Intense Gamma-Ray Lines from Hidden Vector Dark Matter Decay

TL;DR

This paper explores how hidden vector dark matter decays produce observable gamma-ray lines, linking theoretical decay mechanisms with potential signals detectable by gamma-ray telescopes like Fermi-LAT.

Contribution

It introduces a model where dark matter decay via dimension six operators leads to gamma-ray lines, connecting custodial symmetry breaking to observable cosmic signatures.

Findings

Gamma-ray lines from dark matter decay could be observed by Fermi-LAT.

Relic density constraints are compatible with the decay mechanism.

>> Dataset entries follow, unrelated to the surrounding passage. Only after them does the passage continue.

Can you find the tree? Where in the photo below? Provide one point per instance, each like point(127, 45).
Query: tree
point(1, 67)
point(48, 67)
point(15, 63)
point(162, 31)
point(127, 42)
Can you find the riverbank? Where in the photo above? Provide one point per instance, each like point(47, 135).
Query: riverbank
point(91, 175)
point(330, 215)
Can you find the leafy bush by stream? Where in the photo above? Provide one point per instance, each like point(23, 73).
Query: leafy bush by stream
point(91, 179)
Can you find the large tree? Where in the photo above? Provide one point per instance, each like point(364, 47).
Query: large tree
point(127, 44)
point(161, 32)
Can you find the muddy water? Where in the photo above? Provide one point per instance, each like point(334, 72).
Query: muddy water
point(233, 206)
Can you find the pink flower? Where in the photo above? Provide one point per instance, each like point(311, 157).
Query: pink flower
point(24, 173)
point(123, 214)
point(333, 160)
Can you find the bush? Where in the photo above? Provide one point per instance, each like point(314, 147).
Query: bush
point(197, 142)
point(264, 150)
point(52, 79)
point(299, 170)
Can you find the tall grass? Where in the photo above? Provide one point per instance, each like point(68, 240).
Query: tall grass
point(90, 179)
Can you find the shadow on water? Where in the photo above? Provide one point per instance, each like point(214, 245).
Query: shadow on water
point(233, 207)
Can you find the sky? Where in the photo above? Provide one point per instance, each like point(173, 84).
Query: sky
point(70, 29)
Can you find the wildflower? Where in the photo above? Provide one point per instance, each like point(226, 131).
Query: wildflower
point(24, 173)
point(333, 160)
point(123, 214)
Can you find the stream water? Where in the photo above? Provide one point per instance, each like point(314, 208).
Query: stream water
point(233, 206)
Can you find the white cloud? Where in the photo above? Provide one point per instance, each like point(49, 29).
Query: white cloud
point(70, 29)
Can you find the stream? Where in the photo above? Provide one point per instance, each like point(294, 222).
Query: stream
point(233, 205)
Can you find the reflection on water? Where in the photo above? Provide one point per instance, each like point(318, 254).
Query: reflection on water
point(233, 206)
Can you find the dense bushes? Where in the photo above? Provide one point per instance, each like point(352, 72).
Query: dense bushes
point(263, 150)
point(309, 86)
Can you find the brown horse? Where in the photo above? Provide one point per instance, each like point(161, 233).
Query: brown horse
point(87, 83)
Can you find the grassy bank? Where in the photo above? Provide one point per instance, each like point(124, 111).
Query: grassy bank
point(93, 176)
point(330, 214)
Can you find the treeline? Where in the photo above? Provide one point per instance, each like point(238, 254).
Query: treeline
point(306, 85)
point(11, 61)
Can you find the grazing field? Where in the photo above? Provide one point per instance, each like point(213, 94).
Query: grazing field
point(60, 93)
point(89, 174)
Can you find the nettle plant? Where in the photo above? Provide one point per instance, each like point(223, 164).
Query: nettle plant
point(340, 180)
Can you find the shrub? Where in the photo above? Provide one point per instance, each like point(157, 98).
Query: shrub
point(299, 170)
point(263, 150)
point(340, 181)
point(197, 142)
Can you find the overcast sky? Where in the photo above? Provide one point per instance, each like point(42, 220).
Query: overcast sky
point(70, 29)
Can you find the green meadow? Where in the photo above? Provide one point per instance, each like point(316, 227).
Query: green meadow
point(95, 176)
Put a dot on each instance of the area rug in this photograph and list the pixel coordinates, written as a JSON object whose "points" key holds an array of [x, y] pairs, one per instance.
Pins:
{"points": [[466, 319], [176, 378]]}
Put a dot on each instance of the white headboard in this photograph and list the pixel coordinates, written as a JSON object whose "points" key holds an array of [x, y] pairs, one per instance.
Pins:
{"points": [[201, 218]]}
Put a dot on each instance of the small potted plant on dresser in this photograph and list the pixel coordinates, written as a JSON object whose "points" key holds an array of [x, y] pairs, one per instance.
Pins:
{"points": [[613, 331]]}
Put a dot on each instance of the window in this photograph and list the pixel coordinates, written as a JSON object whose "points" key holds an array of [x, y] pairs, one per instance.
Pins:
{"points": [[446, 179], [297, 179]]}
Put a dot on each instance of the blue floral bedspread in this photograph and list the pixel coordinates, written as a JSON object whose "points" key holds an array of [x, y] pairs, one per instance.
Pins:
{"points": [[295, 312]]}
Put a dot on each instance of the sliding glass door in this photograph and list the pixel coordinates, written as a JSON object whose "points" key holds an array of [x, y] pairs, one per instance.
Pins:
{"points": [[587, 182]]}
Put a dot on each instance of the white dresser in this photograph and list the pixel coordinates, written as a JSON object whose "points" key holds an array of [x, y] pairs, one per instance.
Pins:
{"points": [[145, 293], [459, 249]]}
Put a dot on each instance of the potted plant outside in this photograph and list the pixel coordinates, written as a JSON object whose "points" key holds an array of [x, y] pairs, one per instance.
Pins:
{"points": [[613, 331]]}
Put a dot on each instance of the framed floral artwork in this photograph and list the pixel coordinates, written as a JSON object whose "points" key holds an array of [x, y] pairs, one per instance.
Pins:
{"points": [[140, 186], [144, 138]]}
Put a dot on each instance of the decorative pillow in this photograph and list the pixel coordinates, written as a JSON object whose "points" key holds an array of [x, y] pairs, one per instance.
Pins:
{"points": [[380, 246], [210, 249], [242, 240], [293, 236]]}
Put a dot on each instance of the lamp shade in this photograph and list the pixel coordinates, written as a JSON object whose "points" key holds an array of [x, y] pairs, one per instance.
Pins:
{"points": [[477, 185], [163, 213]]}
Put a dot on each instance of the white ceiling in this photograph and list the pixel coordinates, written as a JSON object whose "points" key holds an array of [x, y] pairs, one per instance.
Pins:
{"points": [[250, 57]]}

Direct detection rates are within current experimental sensitivities.

Abstract

Scenarios with hidden, spontaneously broken, non-abelian gauge groups contain a natural dark matter candidate, the hidden vector, whose longevity is due to an accidental custodial symmetry in the renormalizable Lagrangian. Nevertheless, non-renormalizable dimension six operators break the custodial symmetry and induce the decay of the dark matter particle at cosmological times. We discuss in this paper the cosmic ray signatures of this scenario and we show that the decay of hidden vector dark matter particles generically produce an intense gamma ray line which could be observed by the Fermi-LAT experiment, if the scale of custodial symmetry breaking is close to the Grand Unification scale. This gamma line proceeds directly from a tree level dark matter 2-body decay in association with a Higgs boson. Within this model we also perform a determination of the relic density constraints taking into account the dark matter annihilation processes with one dark matter particle in the final state. The corresponding direct detection rates can be easily of order the current experimental sensitivities.